Now you may say that the Athletics Federation was simply trying to level the field and make it fair for all the other female athletes. However, many who have scrutinised the history of the unfolding legal case, note that the Federation appeared to enforce legal adherence to a disproportionately higher number of non-white athletes. The Federation in turn demanded that Semenya take testosterone reducing medication, before she could be accepted as female and allowed to compete. Scholars like Ifi Amadiume, in unveiling the heritage and richness of African indigenous worldviews, point out that ‘bio-logical’ sex did not always correspond to ideological gender in African societies.

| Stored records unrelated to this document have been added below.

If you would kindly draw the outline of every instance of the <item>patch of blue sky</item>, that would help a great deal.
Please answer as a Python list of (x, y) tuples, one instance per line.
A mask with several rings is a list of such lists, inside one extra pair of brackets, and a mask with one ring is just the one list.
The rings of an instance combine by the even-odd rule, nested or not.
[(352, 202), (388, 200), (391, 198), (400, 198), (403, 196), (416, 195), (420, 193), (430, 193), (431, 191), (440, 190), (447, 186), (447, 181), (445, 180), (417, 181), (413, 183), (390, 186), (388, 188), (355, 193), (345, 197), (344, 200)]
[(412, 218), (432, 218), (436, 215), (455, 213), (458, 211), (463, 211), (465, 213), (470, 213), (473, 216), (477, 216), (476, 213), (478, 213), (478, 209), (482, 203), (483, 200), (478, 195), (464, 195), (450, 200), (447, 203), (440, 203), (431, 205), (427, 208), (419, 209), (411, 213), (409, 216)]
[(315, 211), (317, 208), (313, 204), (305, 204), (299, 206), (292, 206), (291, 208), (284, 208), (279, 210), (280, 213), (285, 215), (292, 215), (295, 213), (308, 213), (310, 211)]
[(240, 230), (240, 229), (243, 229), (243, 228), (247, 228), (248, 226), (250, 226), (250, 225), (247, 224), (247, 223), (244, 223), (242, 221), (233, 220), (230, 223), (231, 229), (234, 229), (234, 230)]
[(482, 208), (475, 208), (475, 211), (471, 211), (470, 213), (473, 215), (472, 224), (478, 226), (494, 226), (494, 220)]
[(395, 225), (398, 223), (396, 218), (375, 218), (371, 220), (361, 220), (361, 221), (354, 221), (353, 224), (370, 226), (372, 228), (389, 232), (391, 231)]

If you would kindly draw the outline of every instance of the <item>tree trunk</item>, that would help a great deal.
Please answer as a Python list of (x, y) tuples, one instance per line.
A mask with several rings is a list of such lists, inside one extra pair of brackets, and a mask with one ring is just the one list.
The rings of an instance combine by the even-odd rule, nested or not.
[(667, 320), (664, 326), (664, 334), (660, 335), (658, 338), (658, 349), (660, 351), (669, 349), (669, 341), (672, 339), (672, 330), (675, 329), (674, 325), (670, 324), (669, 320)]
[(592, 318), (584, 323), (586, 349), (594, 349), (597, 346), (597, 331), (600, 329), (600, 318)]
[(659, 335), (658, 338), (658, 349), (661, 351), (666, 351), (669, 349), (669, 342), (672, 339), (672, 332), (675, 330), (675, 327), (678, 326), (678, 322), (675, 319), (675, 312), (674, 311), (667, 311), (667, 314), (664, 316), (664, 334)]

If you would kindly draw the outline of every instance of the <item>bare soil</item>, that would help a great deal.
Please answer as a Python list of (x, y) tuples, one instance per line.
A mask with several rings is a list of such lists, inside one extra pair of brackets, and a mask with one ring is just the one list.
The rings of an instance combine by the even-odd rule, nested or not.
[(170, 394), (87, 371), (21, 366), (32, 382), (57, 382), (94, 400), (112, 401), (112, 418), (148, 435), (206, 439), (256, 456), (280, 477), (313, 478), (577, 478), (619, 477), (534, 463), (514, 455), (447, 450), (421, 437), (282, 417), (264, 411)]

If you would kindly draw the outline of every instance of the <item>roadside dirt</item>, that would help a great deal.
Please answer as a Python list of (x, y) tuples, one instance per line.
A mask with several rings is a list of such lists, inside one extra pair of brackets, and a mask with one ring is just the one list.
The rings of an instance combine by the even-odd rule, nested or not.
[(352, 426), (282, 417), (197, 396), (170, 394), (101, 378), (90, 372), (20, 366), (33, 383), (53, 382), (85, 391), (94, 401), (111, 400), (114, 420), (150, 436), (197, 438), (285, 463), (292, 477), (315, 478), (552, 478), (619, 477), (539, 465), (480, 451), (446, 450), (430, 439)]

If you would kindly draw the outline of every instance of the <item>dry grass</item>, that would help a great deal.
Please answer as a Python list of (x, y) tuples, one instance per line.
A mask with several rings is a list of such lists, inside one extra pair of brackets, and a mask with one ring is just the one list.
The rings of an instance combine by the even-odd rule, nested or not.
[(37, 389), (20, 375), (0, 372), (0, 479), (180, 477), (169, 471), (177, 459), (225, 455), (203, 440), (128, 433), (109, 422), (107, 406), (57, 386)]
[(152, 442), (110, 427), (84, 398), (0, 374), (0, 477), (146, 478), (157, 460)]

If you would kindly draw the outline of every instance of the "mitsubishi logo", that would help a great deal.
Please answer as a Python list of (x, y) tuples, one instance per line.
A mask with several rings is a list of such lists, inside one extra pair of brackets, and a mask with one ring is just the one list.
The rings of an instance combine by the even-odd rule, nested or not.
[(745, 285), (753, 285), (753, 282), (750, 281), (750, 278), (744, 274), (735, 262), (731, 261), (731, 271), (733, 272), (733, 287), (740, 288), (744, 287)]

So the heritage story of the discoveries of Africa’s bones and fossils come to be housed in a European burial mound style building for the visitor and visiting eye. And the heritage body of Olympic athlete Caster Semenya is compelled to be housed within a medical discourse that styles a particular kind of female body. But these are our African heritages that point to the past and the future and should not need to be repackaged for western ‘consumption’ and acceptability. These are the heritage legacies that we need to collectively protect from western gaze and control. And as manifested in the life and history of Sarah Baartman, only recently returned to Africa; bones, body and history are all melded together and need to rest in their heritage birth space to be understood as legacies in their own terms. As a mother I am glad that my son is aware that African bones are not merely bones (fossils) excavated from the earth but bones (people) to be excavated from history to be both carried into the future.